A              Valinor – Values Normalization

A.1          Basic Information

There are many cases of numeric data in databases representing the same thing that are directly incomparable because of their distinct units. The Valinor tool aims to solve the problem by normalization of the values into same units. It provides methods for automatic values normalization in an ontology repository.

In the simplest cases it is reduced to a problem of converting one basic unit to another one. However, there are more complex units, for which possible conversion table could be rather large, for example velocity can be expressed in meters per second, miles per hour etc. Such cases are characterized by values which units are composed of other (basic) units, which is the reason of increase of the conversion table size.

In our project NAZOU (Návrat et al., 2005), we faced a similar problem. We are storing values of salaries for job offers, which are naturally expressed in various units, e.g. EUR per year, or USD per hour. We wanted to compare salary information directly between distinct job offers and thus we needed a method for automatic value conversion from an arbitrary unit to a specified normalized unit. We decided to store the normalized values in the original database, which is RDF ontology of job offers gained from the Web. In order to achieve higher flexibility, we did not decide to implement conversions into the chosen normalized unit only, but allow conversions between any two possible units.

In the spirit of the above-mentioned examples, a possible solution should satisfy the following requirements:

§  Direct conversion coefficients should be held only for atomic units, which are not composed of other units.

§  Conversion coefficients need not be held for each pair of atomic units — the conversion table need not be fully pre-computed.

§  Units composed of other units are converted using conversions between atomic units.

§  The way of particular value conversion should be based on declaratively stated relationships between basic units, and should be dynamically computed.

§  The method should be universal — usable for conversion between any comparable units.

§  The method should be flexible enough — e.g. change of normalized unit or adding a new unit are easy changes.

A.1.1      Basic Terms

Normalization

The process by which the given numeric values are transformed into one selected common unit.

Ontology

Description of data and data itself of an information domain in the form of taxonomy of concepts and relations between them.

(Information) Domain

The information (problem) area, where the tool normalizes given values. We use the domain of job offers as an experimental information space.

Repository

Repository is an ontological database that holds all information about a specific domain.

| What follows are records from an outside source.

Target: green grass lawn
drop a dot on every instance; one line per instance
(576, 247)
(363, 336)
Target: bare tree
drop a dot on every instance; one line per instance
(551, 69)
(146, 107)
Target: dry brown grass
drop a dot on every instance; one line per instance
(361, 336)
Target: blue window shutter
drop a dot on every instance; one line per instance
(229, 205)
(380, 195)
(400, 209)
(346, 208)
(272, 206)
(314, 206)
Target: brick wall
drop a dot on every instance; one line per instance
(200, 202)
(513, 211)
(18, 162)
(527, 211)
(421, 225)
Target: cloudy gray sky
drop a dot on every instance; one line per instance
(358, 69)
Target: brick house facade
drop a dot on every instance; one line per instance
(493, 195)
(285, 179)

A.1.2      Method Description

The method for values normalization serves for the conversion of the ontological properties, which are expressed in different units and which should be comparable to each other. The normalization method is declaratively defined and is flexible for changes, so the proposed requirements should be fulfilled.

Any data stored in a database, and especially in an ontology, can be viewed as logic statements about entities described by the data. Inference of new statements from existing (known) statements is the focus of logic programming (LP) approach which we choose as the platform for values normalization. Logic programming is a tool universal enough for the realization of values conversions.

The two LP approaches are used: Prolog and Answer Set Programming (ASP). For each approach, one prototype is created.

The method is based on following of groups of rules, which are used within both prototypes (Pázman, 2007):

§  rules for known conversion coefficients between atomic units,

§  rules for normalized units definition for each value type,

§  rules for direct conversion using coefficients for atomic units,

§  rules for indirect conversion between atomic units using more coefficients,

§  rules for conversion of compound units (composition is realized by two unit arithmetic operations – division and multiplication),

§  rules for the computation of the normalized value.

The normalization logic rules are similar but different in the prototypes. The expressive power is much stronger in Prolog than in ASP. Any ASP solver is basically a propositional logic solver. The tools, which allow introducing variables, function symbols etc. are called parsers, and they translate a logic program into a program appropriate for ASP solvers. The result of the translation is a grounded propositional program. In order to allow such translation, an original program must fulfill some specific constraints, and thus some rules valid in Prolog are invalid in ASP. The most visible difference is in the rules for conversion of compound units, which use function symbols. We used so called stratified (leveled) predicates to allow the parser to generate a ground program for rules with function symbols.

The method itself and the differences are more deeply described in (Pázman, 2007).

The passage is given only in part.